O pequeno mundo de Cavaco

No seu último discurso do 10 de Junho, Cavaco Silva deixou cair a sua velha exigência do ‘consenso’ – ou a formação de um governo maioritário depois das próximas legislativas, hipótese ainda muito improvável segundo as sondagens – e, para não perder a face, refugiou-se no credo que melhor conhece: o de contabilista.

Agora, seja qual for o Governo que aí vier, terá de obedecer a quatro regras essenciais: respeitar o equilíbrio das contas públicas e a sustentabilidade da dívida; manter o equilíbrio das contas externas e o controlo do endividamento com o exterior; garantir a competitividade da economia portuguesa; e, finalmente, assegurar um nível de carga fiscal em linha com os principais concorrentes.

Desconhecem-se as artes mágicas que permitirão concretizar estas regras de ouro. Mas, embevecido pelas opiniões positivas que tem ouvido nos areópagos internacionais sobre o desempenho económico português – deixando subentendido o exemplo negativo da Grécia -, Cavaco acredita que vivemos horas de “optimismo e esperança”. E avisa para não contarem com ele “para semear o desânimo e o pessimismo quanto ao futuro do nosso país. Deixo isso aos profissionais da descrença e aos profetas do miserabilismo”.

Para trás ficaram, segundo parece definitivamente, os tempos em que Cavaco alertava contra a “espiral recessiva”, quando “foi necessário dar voz aos que não tinham voz, aos desempregados, aos excluídos, aos reformados e pensionistas”.

A terrível 'espiral recessiva' não passou, afinal, de um pesadelo a que “conseguimos pôr cobro”, com a ajuda e compreensão dos nossos credores.
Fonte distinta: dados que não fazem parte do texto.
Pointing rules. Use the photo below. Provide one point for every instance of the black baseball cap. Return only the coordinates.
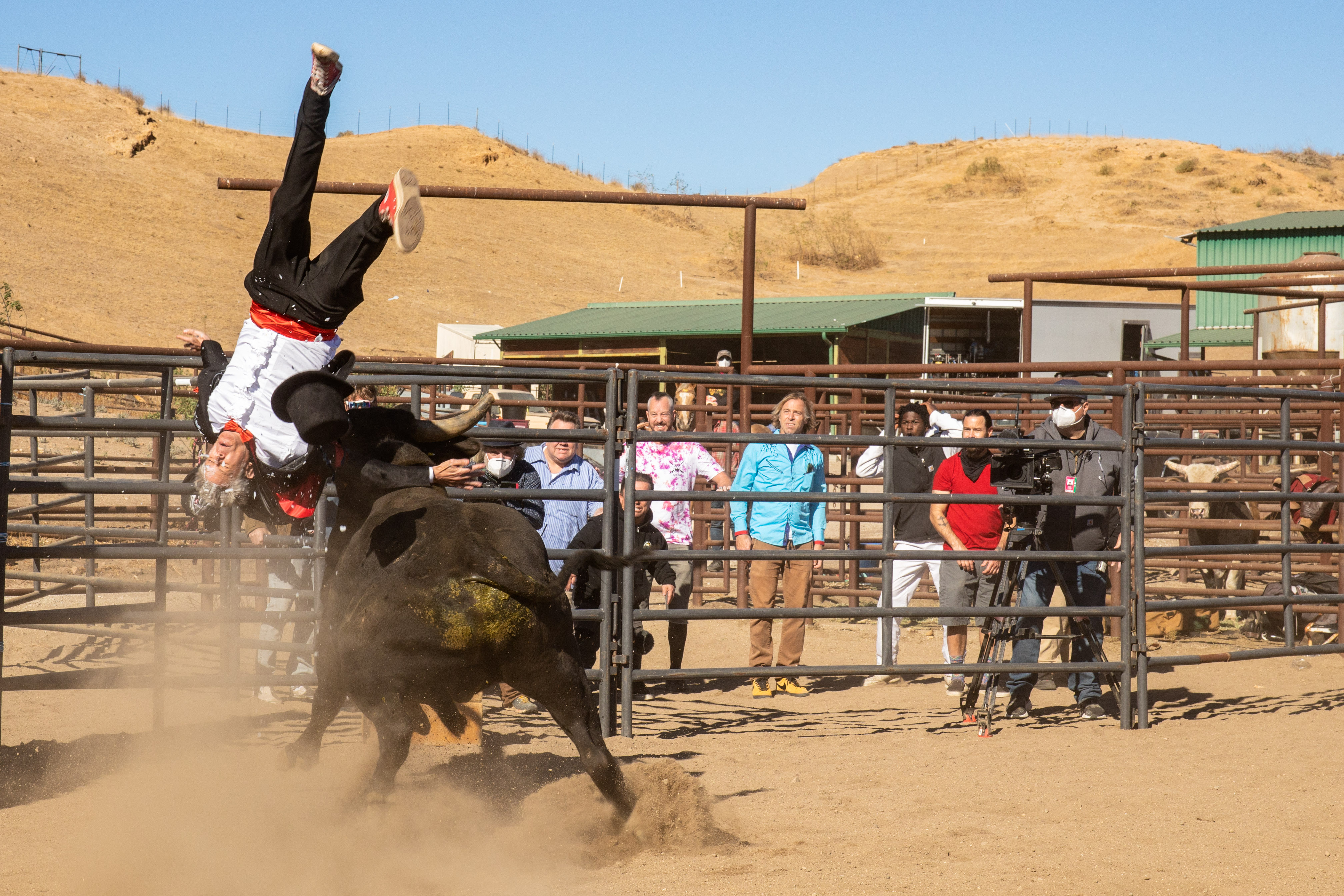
(1068, 382)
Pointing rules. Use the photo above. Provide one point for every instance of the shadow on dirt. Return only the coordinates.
(45, 769)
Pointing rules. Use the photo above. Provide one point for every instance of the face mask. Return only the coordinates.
(1064, 417)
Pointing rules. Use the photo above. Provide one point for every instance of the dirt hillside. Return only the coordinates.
(115, 230)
Aparentemente, os tais que não tinham voz acabaram por recuperá-la e, por  essa  via  miraculosa,  os  desempregados, excluídos, reformados e pensionistas desapareceram das grandes preocupações presidenciais.

Se forem cumpridos os quatro principais objectivos enunciados por Cavaco, então só nos resta singrar – seja qual for a orientação política e o formato, maioritário ou minoritário, do próximo Governo – na rota do optimismo e da prosperidade.

Cavaco precisa de fabricar, a todo o custo, um happy end para o seu último mandato presidencial e, assim, julga ele, poder entrar na História, ultrapassando a baixa popularidade que hoje regista. Ora, para consegui-lo só lhe restou associar-se ao coro propagandístico da campanha do Governo, embora cuidando de não o referir uma única vez – é o que aconselham os manuais da dissimulação política – no seu derradeiro discurso do dia de Portugal. O pequeno mundo de Cavaco está reduzido a estas precárias ilusões.

O problema é que para cumprir os tais objectivos de sã governação que o professor lega em testamento antecipado, desvalorizando a crise social e económica em que o país continua a viver, não bastam a aplicação escolar ou a mística de 'bom aluno' do próximo Executivo.

O equilíbrio das contas, a sustentabilidade da dúvida, a competitividade da economia e o nível da carga fiscal mantêm-se decisivamente condicionados por factores exógenos – ou seja, europeus. Desde logo, os riscos que a crise grega faz correr à Europa não nos deixarão imunes às suas consequências. É apenas um exemplo, mas chega para se perceber que não vivemos no pequeno mundo ideal do professor Cavaco.

Para lançar as fundações de uma sociedade menos desigual, mais próspera e mais competitiva, é preciso restituir aos portugueses o que eles foram perdendo – e não estão em vias de recuperar, como mostram os indicadores estruturais do desemprego e da emigração – ao longo destes anos de crise que minaram a confiança do país.

Não existem milagrosas receitas contabilísticas – por maior sensatez que pretendam exibir – para reconverter este Portugal empobrecido e acabrunhado pela austeridade num outro país cujas potencialidades sejam canalizadas para uma estratégia de desenvolvimento e emancipação. Acrescente-se: uma emancipação tão ampla quanto possível das dependências externas que se têm vindo a agravar, com privatizações ruinosas ou destrutivas do que resta da nossa soberania.

Não está apenas nas nossas mãos resolver a quadratura do círculo em que se converteu a Europa, mas cabe-nos, pelo menos, combater por alternativas políticas que impeçam essa Europa de ficar refém de imbróglios absurdos como acontece com a Grécia.

O dia D não aconteceu, afinal, a 5 de Junho, como antecipei na última crónica, mas a prolongada incapacidade para evitar um sismo de proporções incalculáveis a nível europeu – e até global – mostra também como as regras sábias do professor Cavaco estão desfasadas de uma realidade que nos ultrapassa.